The paper was recently accepted for presentation at the International Semantic Web Conference (ISWC) 2016. A pre-print is available here:
http://aidanhogan.com/docs/wikidata-sparql-relational-graph.pdf
Thank you for the link! It would be interesting to see actual data representations used for RDF (e.g. examples of the data or more detailed description). I notice that they differ substantially from what we use in the Wikidata Query service implementation, used with Blazegraph, and also some of the performance features we have implemented are probably not part of your implementation. In any case, it would be interesting to know the details of which RDF representations were used.
I also note that only statements and qualifiers are mentioned in most of the text, but very little mention of sitelinks and references. Were they part of the model too?
Due to the different RDF semantics, it would be also interesting to get more details about how the example queries were translated to the RDF representation(s) used in the article.
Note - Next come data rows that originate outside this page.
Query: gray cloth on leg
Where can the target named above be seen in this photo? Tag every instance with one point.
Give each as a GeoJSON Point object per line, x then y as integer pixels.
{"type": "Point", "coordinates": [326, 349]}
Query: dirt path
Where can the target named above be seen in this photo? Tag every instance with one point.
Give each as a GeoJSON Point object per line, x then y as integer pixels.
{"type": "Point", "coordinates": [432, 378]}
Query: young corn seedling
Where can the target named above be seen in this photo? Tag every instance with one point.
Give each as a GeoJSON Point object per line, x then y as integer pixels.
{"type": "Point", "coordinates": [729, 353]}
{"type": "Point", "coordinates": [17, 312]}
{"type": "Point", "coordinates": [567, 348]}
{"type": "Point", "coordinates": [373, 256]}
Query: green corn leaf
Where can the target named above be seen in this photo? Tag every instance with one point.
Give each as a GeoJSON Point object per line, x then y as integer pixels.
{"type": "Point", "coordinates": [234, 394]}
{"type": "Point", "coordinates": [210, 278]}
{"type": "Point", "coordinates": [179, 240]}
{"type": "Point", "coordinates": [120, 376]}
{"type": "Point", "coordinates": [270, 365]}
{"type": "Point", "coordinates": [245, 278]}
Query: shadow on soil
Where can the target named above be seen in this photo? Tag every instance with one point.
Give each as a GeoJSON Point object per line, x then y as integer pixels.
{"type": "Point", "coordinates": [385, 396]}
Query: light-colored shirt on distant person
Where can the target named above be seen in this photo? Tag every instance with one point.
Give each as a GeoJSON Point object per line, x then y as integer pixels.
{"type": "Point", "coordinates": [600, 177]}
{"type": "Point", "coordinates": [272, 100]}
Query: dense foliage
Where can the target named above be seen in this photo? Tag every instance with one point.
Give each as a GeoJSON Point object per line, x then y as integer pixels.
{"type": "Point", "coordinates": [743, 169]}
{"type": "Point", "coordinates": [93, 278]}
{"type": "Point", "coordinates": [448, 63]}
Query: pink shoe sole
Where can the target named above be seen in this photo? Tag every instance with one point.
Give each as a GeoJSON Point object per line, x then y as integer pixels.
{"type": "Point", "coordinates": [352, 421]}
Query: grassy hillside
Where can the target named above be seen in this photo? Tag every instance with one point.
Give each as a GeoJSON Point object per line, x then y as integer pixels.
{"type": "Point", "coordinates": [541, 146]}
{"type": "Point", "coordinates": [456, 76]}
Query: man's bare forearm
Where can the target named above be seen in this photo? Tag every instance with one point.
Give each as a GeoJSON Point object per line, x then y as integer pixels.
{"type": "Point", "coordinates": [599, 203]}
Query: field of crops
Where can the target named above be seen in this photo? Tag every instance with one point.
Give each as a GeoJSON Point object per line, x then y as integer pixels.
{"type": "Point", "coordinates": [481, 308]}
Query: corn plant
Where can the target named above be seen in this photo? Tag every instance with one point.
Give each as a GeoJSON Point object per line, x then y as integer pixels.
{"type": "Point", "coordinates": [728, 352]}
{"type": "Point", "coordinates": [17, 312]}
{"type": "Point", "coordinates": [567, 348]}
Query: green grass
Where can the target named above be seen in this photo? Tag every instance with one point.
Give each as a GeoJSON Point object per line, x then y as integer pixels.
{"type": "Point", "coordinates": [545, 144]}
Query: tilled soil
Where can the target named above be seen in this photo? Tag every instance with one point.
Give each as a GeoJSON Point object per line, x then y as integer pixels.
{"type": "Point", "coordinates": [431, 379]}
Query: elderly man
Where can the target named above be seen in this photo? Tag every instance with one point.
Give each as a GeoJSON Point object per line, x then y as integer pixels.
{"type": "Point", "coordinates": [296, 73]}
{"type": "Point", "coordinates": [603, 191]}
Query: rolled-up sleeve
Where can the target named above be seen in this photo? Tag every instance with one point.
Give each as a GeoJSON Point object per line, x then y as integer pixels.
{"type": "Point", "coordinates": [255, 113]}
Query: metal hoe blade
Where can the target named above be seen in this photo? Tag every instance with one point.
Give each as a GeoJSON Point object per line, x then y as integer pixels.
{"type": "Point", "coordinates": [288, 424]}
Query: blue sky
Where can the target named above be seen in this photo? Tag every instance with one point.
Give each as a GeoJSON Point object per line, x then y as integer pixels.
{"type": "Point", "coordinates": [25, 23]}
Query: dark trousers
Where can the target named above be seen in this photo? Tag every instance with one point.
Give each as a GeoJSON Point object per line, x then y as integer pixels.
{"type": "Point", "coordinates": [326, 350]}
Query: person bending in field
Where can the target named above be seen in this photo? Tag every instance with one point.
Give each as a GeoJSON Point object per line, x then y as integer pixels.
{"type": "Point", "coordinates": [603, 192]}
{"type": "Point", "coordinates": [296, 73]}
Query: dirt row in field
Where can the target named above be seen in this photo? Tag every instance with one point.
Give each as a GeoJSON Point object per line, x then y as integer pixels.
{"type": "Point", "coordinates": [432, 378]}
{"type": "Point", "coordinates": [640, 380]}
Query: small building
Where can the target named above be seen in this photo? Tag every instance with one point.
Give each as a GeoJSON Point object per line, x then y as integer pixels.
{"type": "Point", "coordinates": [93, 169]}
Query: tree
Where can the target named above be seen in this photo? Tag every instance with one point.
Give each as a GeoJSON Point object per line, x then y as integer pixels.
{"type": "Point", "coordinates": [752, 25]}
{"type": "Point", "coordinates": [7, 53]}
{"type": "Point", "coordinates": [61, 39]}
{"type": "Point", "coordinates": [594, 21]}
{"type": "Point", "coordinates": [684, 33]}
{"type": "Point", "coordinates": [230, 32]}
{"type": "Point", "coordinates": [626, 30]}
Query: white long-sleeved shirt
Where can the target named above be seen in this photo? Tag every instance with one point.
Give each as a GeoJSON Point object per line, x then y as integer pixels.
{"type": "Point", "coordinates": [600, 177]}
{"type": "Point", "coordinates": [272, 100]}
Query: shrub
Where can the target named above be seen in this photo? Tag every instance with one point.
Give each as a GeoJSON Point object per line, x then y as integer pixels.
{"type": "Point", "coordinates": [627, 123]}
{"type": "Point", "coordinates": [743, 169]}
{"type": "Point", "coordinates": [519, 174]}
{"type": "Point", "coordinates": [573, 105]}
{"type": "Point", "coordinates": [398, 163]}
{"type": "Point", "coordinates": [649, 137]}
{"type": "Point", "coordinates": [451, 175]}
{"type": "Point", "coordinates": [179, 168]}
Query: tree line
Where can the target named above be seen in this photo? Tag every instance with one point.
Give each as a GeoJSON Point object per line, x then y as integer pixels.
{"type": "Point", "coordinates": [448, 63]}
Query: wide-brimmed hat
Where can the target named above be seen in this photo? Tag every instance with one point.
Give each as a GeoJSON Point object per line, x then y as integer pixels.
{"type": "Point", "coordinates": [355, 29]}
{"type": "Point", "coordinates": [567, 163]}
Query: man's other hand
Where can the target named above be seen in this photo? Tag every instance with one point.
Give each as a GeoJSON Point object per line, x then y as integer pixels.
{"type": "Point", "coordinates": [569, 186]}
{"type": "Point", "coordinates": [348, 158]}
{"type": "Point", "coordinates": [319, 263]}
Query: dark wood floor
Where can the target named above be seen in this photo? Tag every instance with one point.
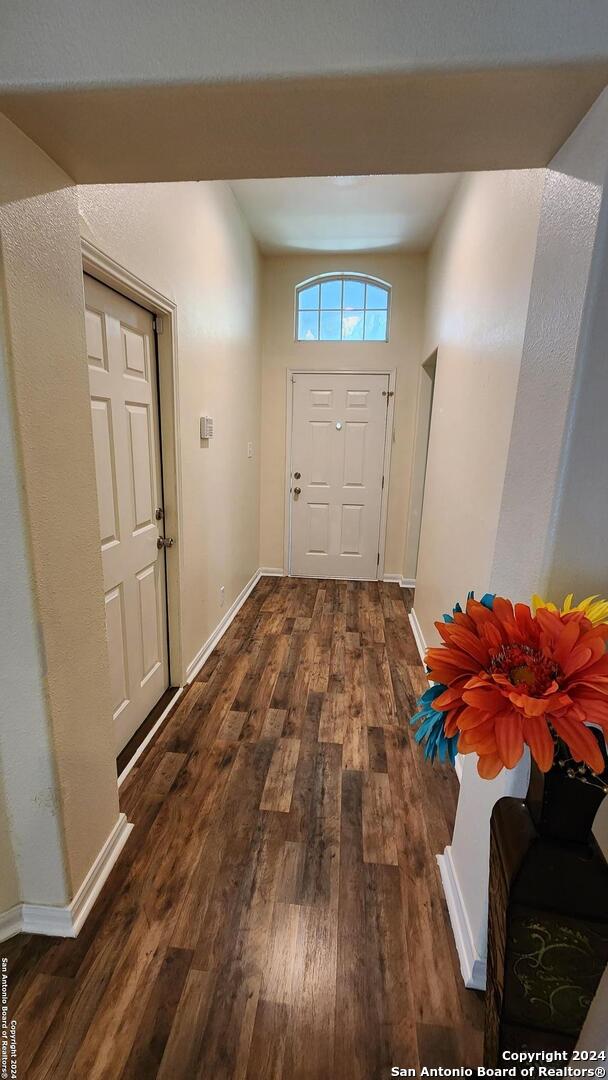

Was it an automatic process or they were translated manually? Is it possible to see them?
When working on Query Service implementation, we considered a number of possible representations, which regard to both performance and semantic completeness. One of the conclusions was that achieving adequate semantic completeness and performance on relational database, while allowing people to (relatively) easy write complex queries is not possible, due to relational engines not being a good match for hierachical graph-like structures in Wikidata.
It would be interesting to look at the Postgres implementation of the data model and queries to see whether your conclusions were different in this case.
Hi Stas,
[I'm sorry, I just realised this email was mysteriously sent before it was finished. I'll respond in a moment to your other mail.]
On 06-08-2016 17:38, Stas Malyshev wrote:
Hi!
The paper was recently accepted for presentation at the International Semantic Web Conference (ISWC) 2016. A pre-print is available here:
http://aidanhogan.com/docs/wikidata-sparql-relational-graph.pdf
Thank you for the link! It would be interesting to see actual data representations used for RDF (e.g. examples of the data or more detailed description). I notice that they differ substantially from what we use in the Wikidata Query service implementation, used with Blazegraph, and also some of the performance features we have implemented are probably not part of your implementation. In any case, it would be interesting to know the details of which RDF representations were used.
There's a brief summary in the paper of the models used. In terms of all the "gory" details of how everything was generated, (hopefully) all of the relevant details supporting the paper should be available here:
http://users.dcc.uchile.cl/~dhernand/wquery/
The RDF representations are summarised in Figure 2. The code we used to generate those representations is mentioned here:
http://users.dcc.uchile.cl/~dhernand/wquery/#download-the-code http://users.dcc.uchile.cl/~dhernand/wquery/#translate-the-data-to-rdf
Note we did not consider any "direct triples" in the representations since we felt this would effectively be "covered" by the Named Graphs representation. Rather than mixing direct triples and reified representations (like in the current service), we chose to keep them separate.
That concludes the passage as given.